In this article, I chose a biomimetic pattern proposed by Noone, Torrilhon, and Mitsos in 2012 based on Fermat's spiral as the template. The Fermat spiral can be expressed as a simple parametric equation, which in its discrete form has two parameters: a divergence parameter β that specifies the angle the next point should rotate and a radial parameter b that specifies how far the point should be away from the origin, as shown in Figure 1.

Figure 2: Possible heliostat field patterns based on Fermat's spiral.
When β = 137.508° (the so-called golden angle), we arrive at Vogel's model that shows the pattern of florets like the ones we see in sunflowers and daisies (Figure 1). Before using a genetic algorithm, I first explored the design possibilities manually by using the spiral layout manager I wrote for Energy3D. Figure 2 shows some of the interesting patterns I came up with that appear to be sufficiently distinct. These patterns may give us some ideas about the solution space.
Figure 3: Standard genetic algorithm result.
Figure 4: Micro genetic algorithm result.

Then I used the standard genetic algorithm to find a viable solution. In this study, I allowed only four parameters to change: the divergence parameter β, the width and height of the heliostats (which affect the radial parameter b), and the radial expansion ratio (the degree to which the radial distance of the next heliostat should be relative to that of the current one in order to evaluate how much the packing density of the heliostats should decrease with respect to the distance from the tower). Figure 3 shows the result after evaluating 200 different patterns, which seems to have converged to the sunflower pattern. The corresponding divergence parameter β was found to be 139.215°, the size of the heliostats to be 4.63m×3.16m, and the radial expansion ratio to be 0.0003. Note that the difference between β and the golden angle cannot be used alone as the criterion to judge the resemblance of the pattern to the sunflower pattern as the distribution also depends on the size of the heliostat, which affects the parameter b.

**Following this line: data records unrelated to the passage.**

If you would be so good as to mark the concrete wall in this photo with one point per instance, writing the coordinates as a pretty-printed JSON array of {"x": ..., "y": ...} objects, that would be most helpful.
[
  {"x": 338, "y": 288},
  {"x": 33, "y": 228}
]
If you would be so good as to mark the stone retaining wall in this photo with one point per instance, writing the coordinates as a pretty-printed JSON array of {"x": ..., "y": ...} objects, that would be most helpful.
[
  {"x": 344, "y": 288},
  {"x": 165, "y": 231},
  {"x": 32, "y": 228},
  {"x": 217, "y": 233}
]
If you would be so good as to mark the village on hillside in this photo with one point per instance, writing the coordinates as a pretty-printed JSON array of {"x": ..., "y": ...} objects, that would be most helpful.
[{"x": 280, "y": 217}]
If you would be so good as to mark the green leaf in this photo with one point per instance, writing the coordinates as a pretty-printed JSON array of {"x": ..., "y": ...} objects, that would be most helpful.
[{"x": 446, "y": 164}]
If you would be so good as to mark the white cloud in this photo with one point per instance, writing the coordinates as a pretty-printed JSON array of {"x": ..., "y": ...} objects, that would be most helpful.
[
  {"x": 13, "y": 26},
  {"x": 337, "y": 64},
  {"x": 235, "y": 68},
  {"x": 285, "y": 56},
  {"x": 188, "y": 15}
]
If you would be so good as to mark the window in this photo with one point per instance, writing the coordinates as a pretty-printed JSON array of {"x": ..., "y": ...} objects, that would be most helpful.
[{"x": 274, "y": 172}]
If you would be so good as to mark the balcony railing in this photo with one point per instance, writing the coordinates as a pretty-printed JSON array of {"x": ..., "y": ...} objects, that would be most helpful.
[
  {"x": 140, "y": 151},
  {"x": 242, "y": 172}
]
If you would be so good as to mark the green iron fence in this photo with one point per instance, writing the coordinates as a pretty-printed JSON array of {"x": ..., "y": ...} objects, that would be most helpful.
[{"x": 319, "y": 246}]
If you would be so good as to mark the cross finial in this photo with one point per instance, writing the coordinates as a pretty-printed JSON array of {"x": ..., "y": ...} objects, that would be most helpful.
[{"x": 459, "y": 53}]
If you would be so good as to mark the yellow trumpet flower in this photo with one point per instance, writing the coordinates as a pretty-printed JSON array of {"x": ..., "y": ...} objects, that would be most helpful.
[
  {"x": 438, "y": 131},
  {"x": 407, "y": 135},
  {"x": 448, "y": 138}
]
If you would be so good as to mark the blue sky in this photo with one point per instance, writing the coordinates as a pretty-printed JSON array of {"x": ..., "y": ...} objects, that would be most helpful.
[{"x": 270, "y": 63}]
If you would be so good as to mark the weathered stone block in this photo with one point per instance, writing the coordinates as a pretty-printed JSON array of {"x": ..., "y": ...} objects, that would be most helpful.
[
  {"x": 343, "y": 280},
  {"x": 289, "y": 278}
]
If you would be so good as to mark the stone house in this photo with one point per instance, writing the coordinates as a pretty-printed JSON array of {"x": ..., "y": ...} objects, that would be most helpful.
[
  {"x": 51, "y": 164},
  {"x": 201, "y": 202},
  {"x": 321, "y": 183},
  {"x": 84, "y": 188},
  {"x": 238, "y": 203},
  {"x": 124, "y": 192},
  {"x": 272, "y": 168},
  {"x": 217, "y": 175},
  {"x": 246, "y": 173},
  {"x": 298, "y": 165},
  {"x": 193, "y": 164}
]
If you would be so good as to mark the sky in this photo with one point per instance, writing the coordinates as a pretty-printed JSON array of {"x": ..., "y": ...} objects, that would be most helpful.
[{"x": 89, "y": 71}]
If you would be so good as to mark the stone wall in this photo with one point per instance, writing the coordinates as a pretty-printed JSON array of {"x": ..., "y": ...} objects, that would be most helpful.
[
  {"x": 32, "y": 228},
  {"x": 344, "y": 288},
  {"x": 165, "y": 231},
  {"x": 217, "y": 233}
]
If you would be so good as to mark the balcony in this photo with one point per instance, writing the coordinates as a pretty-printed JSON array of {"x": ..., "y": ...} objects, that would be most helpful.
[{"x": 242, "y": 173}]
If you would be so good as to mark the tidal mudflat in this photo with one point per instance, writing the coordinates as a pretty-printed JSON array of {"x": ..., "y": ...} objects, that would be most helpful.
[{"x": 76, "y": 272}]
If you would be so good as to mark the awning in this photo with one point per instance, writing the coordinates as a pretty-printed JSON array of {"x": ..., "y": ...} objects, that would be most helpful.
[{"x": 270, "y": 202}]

I also tried the micro genetic algorithm. Figure 4 shows the best result after evaluating 200 patterns, which looks quite similar to Figure 3 but performs slightly less. The corresponding divergence parameter β was found to be 132.600°, the size of the heliostats to be 4.56m×3.17m, and the radial expansion ratio to be 0.00033.

In conclusion, genetic algorithms seem to be able to generate Fermat spiral patterns that resemble the sunflower pattern, judged from the looks of the final patterns.